Last edited: February 14, 2005

Resistance in Tradition of Virginia

The Daily Progress, July 6, 2003
Box 9030, Charlottesville, VA 22906
Fax: 804-978-7252

By Bob Gibson, Charlottesville Daily Progress

Thirty or forty years ago, Richmond’s reaction to a pair of U.S. Supreme Court decisions advancing gay rights and allowing affirmative action at state universities would have been sharply negative.

The General Assembly hardly distinguished itself in the mid-1950s when massive resistance was crafted to greet the court’s historic 1954 ruling that struck down “separate but equal” segregated schools.

That resistance failed and tarred the state’s political life for a generation or more.

Instead of massive resistance, opponents of gay rights and foes of affirmative action may try passive resistance to the law of the land emanating from the court.

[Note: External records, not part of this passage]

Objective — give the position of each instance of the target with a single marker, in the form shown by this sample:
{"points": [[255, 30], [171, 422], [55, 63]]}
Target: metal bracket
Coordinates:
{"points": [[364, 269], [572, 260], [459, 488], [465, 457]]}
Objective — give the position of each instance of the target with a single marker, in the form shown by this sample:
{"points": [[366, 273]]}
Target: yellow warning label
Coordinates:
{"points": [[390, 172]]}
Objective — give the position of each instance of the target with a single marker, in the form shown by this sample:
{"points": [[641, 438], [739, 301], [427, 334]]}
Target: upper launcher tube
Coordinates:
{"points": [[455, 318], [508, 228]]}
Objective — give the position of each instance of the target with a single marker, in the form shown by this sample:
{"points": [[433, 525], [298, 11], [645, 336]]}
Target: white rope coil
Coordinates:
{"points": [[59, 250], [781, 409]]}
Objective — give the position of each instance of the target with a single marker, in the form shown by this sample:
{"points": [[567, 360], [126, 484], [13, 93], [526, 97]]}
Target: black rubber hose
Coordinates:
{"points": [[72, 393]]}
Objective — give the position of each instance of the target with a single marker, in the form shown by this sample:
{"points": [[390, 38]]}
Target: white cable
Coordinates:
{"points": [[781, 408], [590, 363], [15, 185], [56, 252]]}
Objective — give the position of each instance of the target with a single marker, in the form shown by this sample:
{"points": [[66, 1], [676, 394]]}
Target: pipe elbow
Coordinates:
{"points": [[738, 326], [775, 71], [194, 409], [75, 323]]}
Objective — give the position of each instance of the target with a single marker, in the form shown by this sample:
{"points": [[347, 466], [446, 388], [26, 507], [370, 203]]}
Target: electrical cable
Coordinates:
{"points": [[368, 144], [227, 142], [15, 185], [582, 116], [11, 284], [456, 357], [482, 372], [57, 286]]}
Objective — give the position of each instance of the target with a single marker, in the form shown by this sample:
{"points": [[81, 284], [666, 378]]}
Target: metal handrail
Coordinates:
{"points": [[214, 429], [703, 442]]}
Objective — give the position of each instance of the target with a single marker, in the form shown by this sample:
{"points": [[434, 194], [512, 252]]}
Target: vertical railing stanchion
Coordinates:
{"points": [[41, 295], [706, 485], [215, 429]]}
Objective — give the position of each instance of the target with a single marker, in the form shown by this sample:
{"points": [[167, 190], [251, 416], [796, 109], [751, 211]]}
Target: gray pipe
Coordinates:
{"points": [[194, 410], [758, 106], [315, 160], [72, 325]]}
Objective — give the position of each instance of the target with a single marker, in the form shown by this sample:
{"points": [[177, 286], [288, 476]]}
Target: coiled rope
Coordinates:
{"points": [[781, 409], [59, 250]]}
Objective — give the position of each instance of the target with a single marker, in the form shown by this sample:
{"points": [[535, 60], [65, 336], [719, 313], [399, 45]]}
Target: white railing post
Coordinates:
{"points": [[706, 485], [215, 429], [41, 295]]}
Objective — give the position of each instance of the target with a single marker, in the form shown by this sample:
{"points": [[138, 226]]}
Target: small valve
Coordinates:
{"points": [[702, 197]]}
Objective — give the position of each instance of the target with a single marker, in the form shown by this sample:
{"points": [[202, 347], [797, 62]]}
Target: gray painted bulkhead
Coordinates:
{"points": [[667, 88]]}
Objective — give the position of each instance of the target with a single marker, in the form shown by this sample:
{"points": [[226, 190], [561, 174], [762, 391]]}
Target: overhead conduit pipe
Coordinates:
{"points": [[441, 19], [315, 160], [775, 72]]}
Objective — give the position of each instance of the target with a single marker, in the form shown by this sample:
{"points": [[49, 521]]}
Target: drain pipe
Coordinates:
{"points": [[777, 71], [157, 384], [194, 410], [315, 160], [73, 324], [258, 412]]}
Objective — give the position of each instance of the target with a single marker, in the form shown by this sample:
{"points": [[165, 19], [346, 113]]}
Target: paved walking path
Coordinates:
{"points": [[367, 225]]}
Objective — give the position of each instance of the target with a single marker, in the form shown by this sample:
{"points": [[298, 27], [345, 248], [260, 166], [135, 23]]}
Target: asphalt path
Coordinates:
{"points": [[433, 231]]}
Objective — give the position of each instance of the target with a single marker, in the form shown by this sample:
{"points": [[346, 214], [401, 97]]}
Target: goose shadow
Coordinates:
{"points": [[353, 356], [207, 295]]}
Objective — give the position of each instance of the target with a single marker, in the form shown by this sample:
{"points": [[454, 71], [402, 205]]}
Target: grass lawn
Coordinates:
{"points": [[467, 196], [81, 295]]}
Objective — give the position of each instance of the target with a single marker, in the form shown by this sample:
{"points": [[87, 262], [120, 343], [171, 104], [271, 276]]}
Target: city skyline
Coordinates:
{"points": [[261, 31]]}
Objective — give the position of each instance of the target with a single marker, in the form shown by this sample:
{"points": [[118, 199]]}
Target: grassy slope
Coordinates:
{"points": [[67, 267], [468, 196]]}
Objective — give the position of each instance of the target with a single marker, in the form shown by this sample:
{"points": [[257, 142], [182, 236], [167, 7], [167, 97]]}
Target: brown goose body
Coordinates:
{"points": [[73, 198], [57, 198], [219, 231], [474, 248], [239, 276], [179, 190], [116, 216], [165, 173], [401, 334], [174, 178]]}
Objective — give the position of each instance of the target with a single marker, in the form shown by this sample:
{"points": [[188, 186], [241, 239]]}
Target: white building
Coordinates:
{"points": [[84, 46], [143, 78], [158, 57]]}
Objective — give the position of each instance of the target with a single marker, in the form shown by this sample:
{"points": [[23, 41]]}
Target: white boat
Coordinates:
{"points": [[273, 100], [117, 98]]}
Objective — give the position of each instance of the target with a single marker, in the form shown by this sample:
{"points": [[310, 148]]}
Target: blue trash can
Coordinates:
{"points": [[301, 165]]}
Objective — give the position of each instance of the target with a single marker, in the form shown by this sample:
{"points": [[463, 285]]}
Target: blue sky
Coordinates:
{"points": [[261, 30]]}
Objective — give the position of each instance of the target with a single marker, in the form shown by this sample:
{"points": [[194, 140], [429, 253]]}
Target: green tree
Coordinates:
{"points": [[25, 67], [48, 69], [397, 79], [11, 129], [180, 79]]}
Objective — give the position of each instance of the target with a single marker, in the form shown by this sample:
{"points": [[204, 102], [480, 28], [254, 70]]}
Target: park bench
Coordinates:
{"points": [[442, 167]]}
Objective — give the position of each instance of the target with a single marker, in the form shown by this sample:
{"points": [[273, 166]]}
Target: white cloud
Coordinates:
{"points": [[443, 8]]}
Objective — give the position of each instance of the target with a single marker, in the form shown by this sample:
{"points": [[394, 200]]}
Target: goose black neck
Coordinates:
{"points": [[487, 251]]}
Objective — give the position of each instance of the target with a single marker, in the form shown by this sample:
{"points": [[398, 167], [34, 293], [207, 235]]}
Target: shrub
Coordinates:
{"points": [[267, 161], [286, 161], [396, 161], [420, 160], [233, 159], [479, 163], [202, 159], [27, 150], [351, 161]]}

Virginia resisters will try to paint gay rights as some sort of great moral threat to society and rally around the institution of marriage as if it were under some grave threat or imminent attack.

They also may resist, somewhat passively and symbolically, legislative attempts to wipe Virginia’s now obsolete anti-sodomy law off the books.

“I think we ought to clean up the code, Del. Mitchell Van Yahres, D-Charlottesville, said last week.

Van Yahres wondered if Republican conservatives who want smaller government would try to take the broom to the anti-sodomy law that the court’s landmark 6-3 ruling in its Texas case rendered null and void.

“It’s obsolete” and cluttering up the state code with stale and unenforceable language, he said.

Del. Rob Bell, R-Albemarle County, said he has not heard of any attempts to craft legislation stemming from the court’s gay rights ruling or its pair of decisions in Michigan cases that allow affirmative action but forbid the use of points awarded to all college applicants based solely on race.

As for the state’s ancient and now-dead anti-sodomy law, “I think the Supreme Court has ruled,” Bell said. “The Supreme Court decision has taken a law that was rarely, if ever, enforced and made it unenforceable.”

Van Yahres called the Supreme Court decisions “reasonable rulings.”

Bell said the anti-sodomy statute may be taken off the books “in the long run” but he is not sure how or when. The code doesn’t get scrubbed clean every year.

The Republican did indicate it would surprise him if there are any attempts in the General Assembly next year to undermine or contradict the recent Supreme Court decisions.

The affirmative action rulings are unlike the gay rights landmark case in that they leave lots of options open to the universities and the states, Bell said.

“I have not heard of anything being proposed” to curb the use of affirmative action in Virginia college admissions, the Republican delegate said.

Many conservative Republicans are wary of affirmative action, calling it a tool that can be used to deny qualified white applicants spaces in universities if less qualified minority applicants are boosted ahead of them in the admissions process.

Although President Bush has welcomed the court rulings, he and other party leaders are under pressure from conservative activists to push only judicial candidates who oppose the use of affirmative action.

The hottest battleground for those resisters may be the fights in Washington and in Richmond over appointments and confirmations of judges.

Conservative hot social litmus tests will be applied and decried as true believers in some of the old ways of discrimination seek to shape courts and undo what this Republican majority U.S. Supreme Court has done.